The same might be said of Luther’s “Bondage of the Will” and of Samuel Rutherford’s “Lex Rex.” Both of these were definitive works that changed history and shaped Christian culture profoundly. Also, both works wear out the reader with a tedious cross-referencing and with an exhaustive “soaking” in a particular body of biblical truth that causes the resistant mind to succumb to its message out of sheer exhaustion! I am exaggerating here, but not that much. Both of these were definitive works. The only way for any thinking Christian to reject the message of these works is to simply not read them.
Why We Still Need the Ancient Authors
Great literature is tedious work. To produce a book that will grow in the mind of the reader requires drawing upon a depth of life experience and inward contemplation. It is this that enables a good Christian writer to have a profound and enduring influence upon the values and beliefs of thousands of people.
With rare exceptions, the modern mind does not have the temperament for this. So it is incumbent on the best modern Christian writers to absorb the thinking of those historical authors who did have the temperament for producing world-changing books. C. S. Lewis puts it another way, saying that Christians need to, “keep the clean sea breeze of the centuries blowing through our minds,” which, as he argued, “can be done only by reading old books.” Of course, Lewis is talking about classical literature.

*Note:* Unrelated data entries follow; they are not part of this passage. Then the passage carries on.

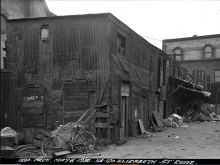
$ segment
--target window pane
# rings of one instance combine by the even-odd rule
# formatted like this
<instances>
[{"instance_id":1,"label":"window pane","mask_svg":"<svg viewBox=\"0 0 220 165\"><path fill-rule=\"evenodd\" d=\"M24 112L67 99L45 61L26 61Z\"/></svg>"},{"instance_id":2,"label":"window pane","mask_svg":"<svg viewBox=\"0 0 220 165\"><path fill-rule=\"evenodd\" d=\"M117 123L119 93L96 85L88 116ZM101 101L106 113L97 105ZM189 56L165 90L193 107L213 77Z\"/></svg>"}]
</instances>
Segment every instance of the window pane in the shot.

What Does this all Mean to the Christian Writer?
The main point is simply this—that world-changing truth does not make its way into the human consciousness via cliff-notes and snap-chats. Like those that came before us, Christian book writers must soak our minds in the Bible and in other great literature as it is the most valuable of any Christian writer’s resources. All of us must immerse ourselves in it, or we will not grow much spiritually.